🌲 Implementation of the Robust Random Cut Forest Algorithm for anomaly detection on streams
View the Project on GitHub kLabUM/rrcf
The RRCF algorithm considers the relative scale of each dimension when constructing robust random cut trees. This means that dimensions with less variability (on an absolute scale) will affect the outlier score of a point less than dimensions with higher variability.
This consideration is important to remember if each dimension represents a different categorical property or is measured with a different set of units. Consider, for example the following dataset.
Person | Height (in) | Weight (lb) | Age (yr) |
---|---|---|---|
Alice | 61 | 105 | 34 |
Bob | 70 | 300 | 50 |
Timmy | 48 | 70 | 10 |
Nosferatu | 75 | 180 | 170 |
In this case, Weight
will influence the outlier score most, because the range between the maximum and minimum values is largest (300 - 70 = 230). However, looking at the table, age seems like the most intuitive category for determining the outlier (in this case, Nosferatu is more than three times as old as the second-oldest person).
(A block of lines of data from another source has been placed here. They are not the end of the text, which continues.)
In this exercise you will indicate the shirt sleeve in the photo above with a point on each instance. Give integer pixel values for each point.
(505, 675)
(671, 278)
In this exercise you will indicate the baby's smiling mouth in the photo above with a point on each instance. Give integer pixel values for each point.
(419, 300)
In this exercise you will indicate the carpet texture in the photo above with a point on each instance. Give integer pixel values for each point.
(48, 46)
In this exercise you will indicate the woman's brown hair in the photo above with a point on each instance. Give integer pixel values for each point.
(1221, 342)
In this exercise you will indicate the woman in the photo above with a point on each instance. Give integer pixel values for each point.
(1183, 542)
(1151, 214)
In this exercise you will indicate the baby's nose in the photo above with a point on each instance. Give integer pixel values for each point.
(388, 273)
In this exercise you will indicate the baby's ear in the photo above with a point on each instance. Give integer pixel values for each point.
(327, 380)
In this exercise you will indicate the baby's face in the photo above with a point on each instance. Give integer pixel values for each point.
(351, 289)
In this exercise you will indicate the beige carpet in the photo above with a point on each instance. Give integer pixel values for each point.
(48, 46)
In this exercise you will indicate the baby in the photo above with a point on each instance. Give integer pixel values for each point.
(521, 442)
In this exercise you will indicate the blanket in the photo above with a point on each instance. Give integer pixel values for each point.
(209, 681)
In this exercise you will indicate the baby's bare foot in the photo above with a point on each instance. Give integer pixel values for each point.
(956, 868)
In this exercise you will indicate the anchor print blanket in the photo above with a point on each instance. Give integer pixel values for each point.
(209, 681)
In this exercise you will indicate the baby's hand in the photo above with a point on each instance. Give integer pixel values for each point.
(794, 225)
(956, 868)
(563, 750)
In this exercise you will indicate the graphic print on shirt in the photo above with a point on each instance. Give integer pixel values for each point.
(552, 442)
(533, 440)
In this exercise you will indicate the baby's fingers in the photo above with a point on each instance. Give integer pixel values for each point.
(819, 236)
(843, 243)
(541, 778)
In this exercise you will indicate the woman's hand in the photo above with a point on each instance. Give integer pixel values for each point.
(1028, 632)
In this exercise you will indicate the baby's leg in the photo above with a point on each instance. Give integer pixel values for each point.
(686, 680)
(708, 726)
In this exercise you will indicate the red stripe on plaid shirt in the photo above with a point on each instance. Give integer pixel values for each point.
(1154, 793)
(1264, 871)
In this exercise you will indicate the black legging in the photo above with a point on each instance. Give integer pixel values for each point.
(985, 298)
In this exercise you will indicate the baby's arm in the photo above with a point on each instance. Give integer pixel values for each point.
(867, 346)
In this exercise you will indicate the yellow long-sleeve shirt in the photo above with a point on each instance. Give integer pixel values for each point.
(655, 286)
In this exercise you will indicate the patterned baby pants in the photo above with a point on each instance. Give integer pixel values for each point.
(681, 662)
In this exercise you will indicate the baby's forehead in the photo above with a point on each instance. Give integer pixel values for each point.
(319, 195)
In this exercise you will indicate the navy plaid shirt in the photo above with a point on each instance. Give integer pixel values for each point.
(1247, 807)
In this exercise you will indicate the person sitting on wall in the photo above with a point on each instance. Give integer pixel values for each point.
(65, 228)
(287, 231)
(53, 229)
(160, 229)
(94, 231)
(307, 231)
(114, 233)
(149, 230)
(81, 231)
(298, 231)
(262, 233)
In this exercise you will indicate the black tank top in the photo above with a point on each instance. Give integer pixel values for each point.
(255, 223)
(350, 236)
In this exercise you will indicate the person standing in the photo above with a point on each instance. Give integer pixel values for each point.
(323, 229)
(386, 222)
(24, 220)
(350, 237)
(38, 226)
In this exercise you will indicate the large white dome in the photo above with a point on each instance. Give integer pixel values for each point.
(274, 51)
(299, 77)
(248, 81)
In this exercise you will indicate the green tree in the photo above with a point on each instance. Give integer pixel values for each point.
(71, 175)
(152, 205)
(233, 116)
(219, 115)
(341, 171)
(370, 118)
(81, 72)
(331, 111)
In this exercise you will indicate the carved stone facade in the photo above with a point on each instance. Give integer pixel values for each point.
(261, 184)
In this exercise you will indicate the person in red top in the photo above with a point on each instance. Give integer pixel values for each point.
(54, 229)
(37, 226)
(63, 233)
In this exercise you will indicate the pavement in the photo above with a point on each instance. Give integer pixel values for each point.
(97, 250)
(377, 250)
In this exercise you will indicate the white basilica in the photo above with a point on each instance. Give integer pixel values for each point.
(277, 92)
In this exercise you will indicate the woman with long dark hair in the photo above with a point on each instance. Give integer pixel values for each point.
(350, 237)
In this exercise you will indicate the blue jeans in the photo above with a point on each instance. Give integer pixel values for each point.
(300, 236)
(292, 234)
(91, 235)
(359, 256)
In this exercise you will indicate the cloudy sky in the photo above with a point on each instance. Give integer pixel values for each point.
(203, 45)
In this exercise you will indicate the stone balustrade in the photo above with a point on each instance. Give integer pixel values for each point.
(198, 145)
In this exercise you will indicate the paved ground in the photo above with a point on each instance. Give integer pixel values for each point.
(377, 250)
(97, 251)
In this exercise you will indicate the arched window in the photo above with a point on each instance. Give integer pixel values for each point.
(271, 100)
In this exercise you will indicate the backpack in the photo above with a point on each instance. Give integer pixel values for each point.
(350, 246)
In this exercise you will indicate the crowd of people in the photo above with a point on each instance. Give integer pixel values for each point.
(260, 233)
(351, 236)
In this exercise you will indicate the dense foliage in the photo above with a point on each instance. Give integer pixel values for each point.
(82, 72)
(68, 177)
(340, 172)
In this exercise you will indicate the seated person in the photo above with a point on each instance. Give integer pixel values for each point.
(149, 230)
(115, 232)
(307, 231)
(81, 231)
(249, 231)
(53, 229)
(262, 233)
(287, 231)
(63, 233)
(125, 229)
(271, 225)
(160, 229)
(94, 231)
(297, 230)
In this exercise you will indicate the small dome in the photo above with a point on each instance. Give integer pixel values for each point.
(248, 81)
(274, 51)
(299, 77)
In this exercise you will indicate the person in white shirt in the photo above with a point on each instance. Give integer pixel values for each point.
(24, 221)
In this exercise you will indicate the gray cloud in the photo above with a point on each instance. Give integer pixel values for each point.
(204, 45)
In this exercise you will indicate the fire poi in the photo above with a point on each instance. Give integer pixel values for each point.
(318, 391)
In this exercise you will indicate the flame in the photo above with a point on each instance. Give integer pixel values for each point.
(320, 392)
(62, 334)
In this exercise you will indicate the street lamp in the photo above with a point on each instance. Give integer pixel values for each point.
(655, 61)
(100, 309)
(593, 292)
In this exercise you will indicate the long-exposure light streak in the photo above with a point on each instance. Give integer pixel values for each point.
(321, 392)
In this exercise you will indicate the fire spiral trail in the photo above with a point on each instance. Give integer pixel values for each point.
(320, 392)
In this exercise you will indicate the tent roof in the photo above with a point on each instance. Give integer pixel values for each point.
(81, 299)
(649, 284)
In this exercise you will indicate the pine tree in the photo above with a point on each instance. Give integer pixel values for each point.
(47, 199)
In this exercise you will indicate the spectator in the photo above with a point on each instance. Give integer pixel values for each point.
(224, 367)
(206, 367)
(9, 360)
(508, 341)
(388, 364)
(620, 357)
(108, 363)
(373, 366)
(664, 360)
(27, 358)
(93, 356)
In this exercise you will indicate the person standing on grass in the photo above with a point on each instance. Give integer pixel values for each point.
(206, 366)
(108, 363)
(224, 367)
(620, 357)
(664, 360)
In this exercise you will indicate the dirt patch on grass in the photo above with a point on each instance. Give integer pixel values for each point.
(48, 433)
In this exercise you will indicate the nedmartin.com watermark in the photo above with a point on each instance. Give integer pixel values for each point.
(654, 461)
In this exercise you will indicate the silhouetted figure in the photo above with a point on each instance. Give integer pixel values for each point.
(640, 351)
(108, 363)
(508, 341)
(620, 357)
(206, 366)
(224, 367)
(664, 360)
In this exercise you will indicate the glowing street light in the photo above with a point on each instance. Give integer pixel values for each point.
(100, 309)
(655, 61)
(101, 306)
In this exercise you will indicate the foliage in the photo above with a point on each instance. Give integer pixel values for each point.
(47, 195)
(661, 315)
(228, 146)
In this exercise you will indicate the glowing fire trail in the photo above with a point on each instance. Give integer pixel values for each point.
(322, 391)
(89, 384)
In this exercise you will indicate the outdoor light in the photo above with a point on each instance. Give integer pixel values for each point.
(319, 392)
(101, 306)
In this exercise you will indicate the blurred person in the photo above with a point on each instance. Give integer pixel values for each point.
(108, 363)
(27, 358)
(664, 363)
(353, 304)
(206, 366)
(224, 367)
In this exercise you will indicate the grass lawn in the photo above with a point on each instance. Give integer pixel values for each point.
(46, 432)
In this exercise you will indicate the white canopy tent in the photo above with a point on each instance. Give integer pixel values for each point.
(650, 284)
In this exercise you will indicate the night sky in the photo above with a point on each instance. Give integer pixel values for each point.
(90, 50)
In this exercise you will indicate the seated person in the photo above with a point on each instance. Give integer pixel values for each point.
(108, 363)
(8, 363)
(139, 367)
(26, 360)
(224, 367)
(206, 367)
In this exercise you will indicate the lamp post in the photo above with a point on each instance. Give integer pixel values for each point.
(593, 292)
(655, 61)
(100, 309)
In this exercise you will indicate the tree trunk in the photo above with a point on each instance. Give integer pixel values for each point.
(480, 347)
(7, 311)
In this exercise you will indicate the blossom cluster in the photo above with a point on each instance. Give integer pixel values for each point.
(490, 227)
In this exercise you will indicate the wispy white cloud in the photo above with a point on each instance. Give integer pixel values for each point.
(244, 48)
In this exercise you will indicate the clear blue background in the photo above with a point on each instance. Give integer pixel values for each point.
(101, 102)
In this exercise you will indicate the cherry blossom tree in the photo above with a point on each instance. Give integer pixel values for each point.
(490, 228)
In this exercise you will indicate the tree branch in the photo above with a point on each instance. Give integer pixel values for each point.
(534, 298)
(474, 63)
In cases where each column is measured in different units, or measures a different type of quantity, it may be necessary to scale each column before constructing the random cut tree. For example, min-max scaling each column between zero and one yields:
Person | Height (-) | Weight (-) | Age (-) |
---|---|---|---|
Alice | 0.48 | 0.15 | 0.15 |
Bob | 0.81 | 1.0 | 0.25 |
Timmy | 0.0 | 0.0 | 0.0 |
Nosferatu | 1.0 | 0.48 | 1.0 |
Other scaling methods may suit other datasets better (for instance, scaling each dimension to a mean of zero and a standard deviation of one). The user should experiment with different scalings to determine the method that works best for the task at hand.